- Date: 17 June 1995 – 6 July 1995
- Location: Occupied Palestinian territories
- Methods: Hunger strike, protest

= 1995 Palestinian prisoners' hunger strike =

1995 hunger strike by Palestinian prisoners

The 1995 Palestinian prisoners' hunger strike was an 18-day hunger strike by Palestinians in Israeli custody from 17 June to 6 July 1995.

== Background ==
In 1993, a significant breakthrough in the Israeli–Palestinian peace process occurred with the signing of the Oslo I Accord and launching of the Oslo Accords peace talks. As part of the Accords, a significant number of Palestinians in Israeli custody were released by the Israeli government. However, more Palestinians would be arrested and detained between 1993 and 1995. On 5 June 1995, the Palestinian Authority reported that 3200 Palestinians had been arrested by Israeli forces in the West Bank since the beginning of the year. The peace negotiations also proved to be complicated, particularly as the conflict in Lebanon continued, with Hezbollah launching strikes into Israel in June 1995, Israeli settlement in Palestine continued to expand, and a number of movements within Israel opposed the Oslo Accords.

== History ==
On 17 June 1995, 700 Palestinians being detained by Israel in Jneid Prison, in Nablus, launched a hunger strike demanding that Israel release all Palestinians being held in Israel detention. The hunger strike quickly spread to other Israeli prison with significant numbers of Palestinians. In response to the strike, Palestinian President Yasser Arafat issued a statement in which he stated that the "issue has to be put at the top of the Israeli government's agenda" and that the PLO asked "for what has been agreed upon to be implemented."

On 20 June, a demonstration in support of the striking prisoners was held in Gaza in front of the offices of the International Committee of the Red Cross, with demonstrators wearing chains in a symbol of protest. On 21 June, Arafat led a 24-hour fast in solidarity with the prisoners. On 22 June, 4 Palestianians were injured after the Israeli military forcibly dispersed a demonstration in support of the prisoners in Ramallah.
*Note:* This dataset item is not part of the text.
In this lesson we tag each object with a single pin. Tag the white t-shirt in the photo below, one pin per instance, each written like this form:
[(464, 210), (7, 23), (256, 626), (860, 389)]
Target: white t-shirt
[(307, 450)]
On 24 June, protests in the West Bank developed into clashes with Israeli troops, with at least 15 Palestinians being injured. Protests and clashes widened the next day, resulting in two Palestinian students from An-Najah National University being shot dead by Israeli forces in Nablus, and 50 others being injured. Later that day, after talks with Arafat, Israeli Minister of Foreign Affairs Shimon Peres announced that 10 women prisoners would be released imminently and Minister of Police Moshe Shahal stated that the Israeli government would attempt to release prisoners "without blood on their hands" who had completed most of their sentences. Widespread demonstrations continued on 26 June, with a general strike being declared throughout the West Bank. Also that day, the Israel Prison Service attempted to break up a strike among the Palestinian prisoners in Beersheba Prison, resulting in six prisoners being hospitalised after prison officers threw tear gas into cells.

On 28 June, PLO politician Faisal Husseini announced that he would be joining the strike, saying in a statement that "I am one of the people who pushed this peace process forward and I have the feeling that what I did and my partnership in the peace process is causing suffering of Palestinians in the prison." On 30 June, Palestinian Authority Minister of Planning Nabil Shaath held a meeting with Israeli officials over prisoner release, without any agreement being reached. The next day, Israeli forces clashed with protestors in the Palestinian Territories supporting prisoner release, resulting in 150 Palestinians being injured and one being killed.

On 4 July, negotiators for the Oslo Accords announced that the accords would include a gradual release of Palestinian prisoners, supervised by the Israeli government. On 5 July, a women's march was held in Ramallah calling for the release of the prisoners.

On 6 July, the prisoners agreed to end the hunger strike.

== Reactions ==
Israeli Prime Minister Yitzhak Rabin described the hunger strike as "the most sensitive moment" in Israeli-Palestinian relations since the signing of the Oslo I Accord.

== Aftermath ==
In November 1995, Israeli Prime Minister Yitzhak Rabin was assassinated by Israeli ultranationalist Yigal Amir, who opposed the Oslo Accords process.